The short answer is no, yes, and probably yes.
Under these facts, you don't have sufficient cause to claim a constructive eviction and move out. If you break your lease you will be in breach so that's probably the worst course of action for you. On the other hand, if your lack of proper maintenance reaches to the heat, hot water, toilets working, or structural/electrical problems, if MIGHT be sufficient to claim a constructive eviction.
Bear in mind, under any circumstance, if you have a maintenance problem the LL isn't addressing you are obligated to make your requests in writing and give your LL reasonable time to cure the defect. That's fact-specific, but usually the limit is 2 weeks for most problems. If it takes longer, there needs to be a very good reason (like a part was ordered, or the contractor hired needs to do extra work.)

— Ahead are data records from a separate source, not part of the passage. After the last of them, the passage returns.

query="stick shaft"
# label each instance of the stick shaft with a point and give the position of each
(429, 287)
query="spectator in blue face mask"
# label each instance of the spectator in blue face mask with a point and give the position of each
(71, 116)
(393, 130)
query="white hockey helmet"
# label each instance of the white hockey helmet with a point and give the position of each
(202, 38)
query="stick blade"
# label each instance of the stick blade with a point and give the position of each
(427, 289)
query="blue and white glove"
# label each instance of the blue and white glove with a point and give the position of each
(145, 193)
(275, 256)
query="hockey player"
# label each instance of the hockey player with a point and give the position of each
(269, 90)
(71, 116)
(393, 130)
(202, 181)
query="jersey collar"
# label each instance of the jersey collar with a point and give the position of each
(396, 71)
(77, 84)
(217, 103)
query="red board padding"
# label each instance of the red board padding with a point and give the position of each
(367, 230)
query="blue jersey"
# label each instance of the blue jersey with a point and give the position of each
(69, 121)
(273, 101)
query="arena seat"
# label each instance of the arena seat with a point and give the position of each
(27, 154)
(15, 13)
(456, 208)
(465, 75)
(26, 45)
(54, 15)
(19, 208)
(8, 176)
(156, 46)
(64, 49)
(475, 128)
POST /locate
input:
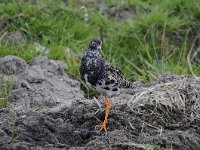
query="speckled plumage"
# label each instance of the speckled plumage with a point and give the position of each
(101, 75)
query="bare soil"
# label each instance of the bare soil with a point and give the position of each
(48, 110)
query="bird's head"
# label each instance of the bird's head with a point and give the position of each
(95, 44)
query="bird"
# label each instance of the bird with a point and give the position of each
(102, 76)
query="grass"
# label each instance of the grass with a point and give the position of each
(155, 38)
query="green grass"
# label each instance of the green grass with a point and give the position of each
(155, 38)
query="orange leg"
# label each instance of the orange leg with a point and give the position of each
(108, 106)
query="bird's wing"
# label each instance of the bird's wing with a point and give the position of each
(116, 76)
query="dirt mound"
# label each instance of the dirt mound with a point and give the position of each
(48, 111)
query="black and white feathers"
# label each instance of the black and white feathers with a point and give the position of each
(101, 75)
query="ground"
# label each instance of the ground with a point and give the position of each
(48, 110)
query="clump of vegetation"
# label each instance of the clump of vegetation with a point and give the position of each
(5, 88)
(142, 38)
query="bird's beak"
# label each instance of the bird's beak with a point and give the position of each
(100, 50)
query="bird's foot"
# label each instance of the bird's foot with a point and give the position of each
(101, 126)
(108, 106)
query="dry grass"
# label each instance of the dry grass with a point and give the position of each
(168, 93)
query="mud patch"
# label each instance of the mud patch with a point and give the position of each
(48, 111)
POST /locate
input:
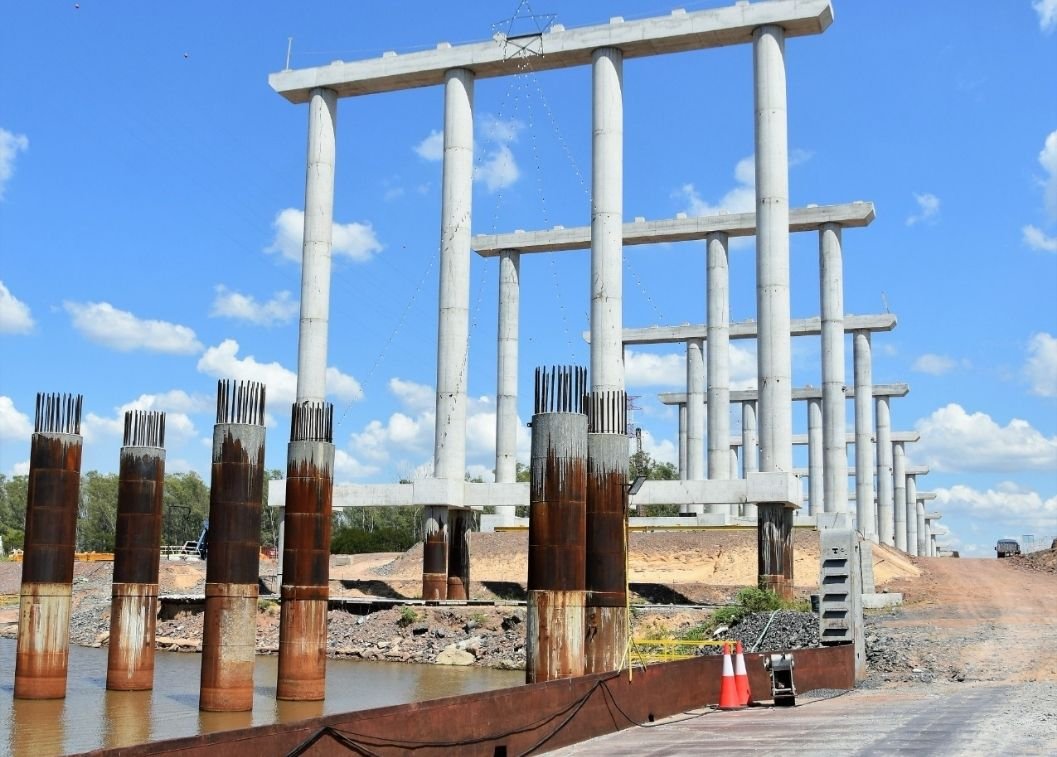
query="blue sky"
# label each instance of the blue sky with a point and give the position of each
(151, 186)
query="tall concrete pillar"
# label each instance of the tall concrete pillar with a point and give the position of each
(900, 495)
(133, 606)
(815, 464)
(316, 246)
(682, 441)
(718, 330)
(452, 326)
(774, 357)
(911, 501)
(506, 382)
(886, 520)
(749, 448)
(832, 296)
(696, 416)
(452, 329)
(865, 512)
(606, 616)
(773, 251)
(301, 670)
(607, 213)
(922, 529)
(42, 650)
(236, 493)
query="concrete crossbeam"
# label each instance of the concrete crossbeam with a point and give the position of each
(558, 48)
(808, 392)
(560, 239)
(747, 329)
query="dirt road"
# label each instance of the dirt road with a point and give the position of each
(989, 625)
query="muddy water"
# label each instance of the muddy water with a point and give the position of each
(91, 717)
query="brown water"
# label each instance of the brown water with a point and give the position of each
(91, 717)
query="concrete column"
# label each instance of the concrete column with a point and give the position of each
(316, 247)
(922, 529)
(696, 417)
(832, 296)
(749, 448)
(506, 381)
(886, 521)
(718, 330)
(607, 213)
(911, 498)
(900, 495)
(773, 251)
(682, 441)
(865, 513)
(452, 330)
(814, 457)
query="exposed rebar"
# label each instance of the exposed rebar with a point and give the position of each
(312, 422)
(57, 413)
(608, 411)
(240, 402)
(560, 389)
(144, 428)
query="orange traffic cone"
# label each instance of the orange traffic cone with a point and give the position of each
(741, 677)
(729, 698)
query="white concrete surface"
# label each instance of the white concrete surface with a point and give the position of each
(865, 512)
(718, 326)
(506, 369)
(675, 229)
(316, 247)
(675, 33)
(834, 422)
(607, 208)
(452, 331)
(886, 521)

If your LL doesn't respond in a reasonable time, or provide you information that he is working to fix the problem as quickly as possible (and then follows through) you can send him written notice (I recommend certified mail, RRR for all such communications) that you will hire your own contractors to fix the issues your reported, and withhold rent to the value of the repairs. You'd have to provide copies of your repair bills as proof of the withhold.
As far as your credit goes, if your LL sues you for unpaid rent/breach of lease and wins, he or she can docket the judgment in Trenton and then report same to creditors. In addition, credit reporting agencies will pick up a docketed judgment in their checks (whenever they do them.) The breach itself, however, won't affect your credit. The judicial process will.
Finally, moving away doesn't stop people from suing you. It may give them difficulty in enforcing a judgment, but don't count on it. If there's enough money, successful plaintiffs will go after absent defendants. Without knowing your specific situation, I can't say how likely or unlikely this would be. I CAN tell you it's almost never the right thing to do to flee a jurisdiction to avoid paying for a lawsuit.
The foregoing is not legal advice, and nothing in the foregoing shall be deemed to create an attorney client relationship. If you feel you need to speak with an attorney regarding your issue, it is recommended that you contact an attorney with expertise in your area of inquiry. The information related above is purely for informational purposes, and should not be acted upon without speaking with qualified counsel familiar with you specific situation and the laws related thereto.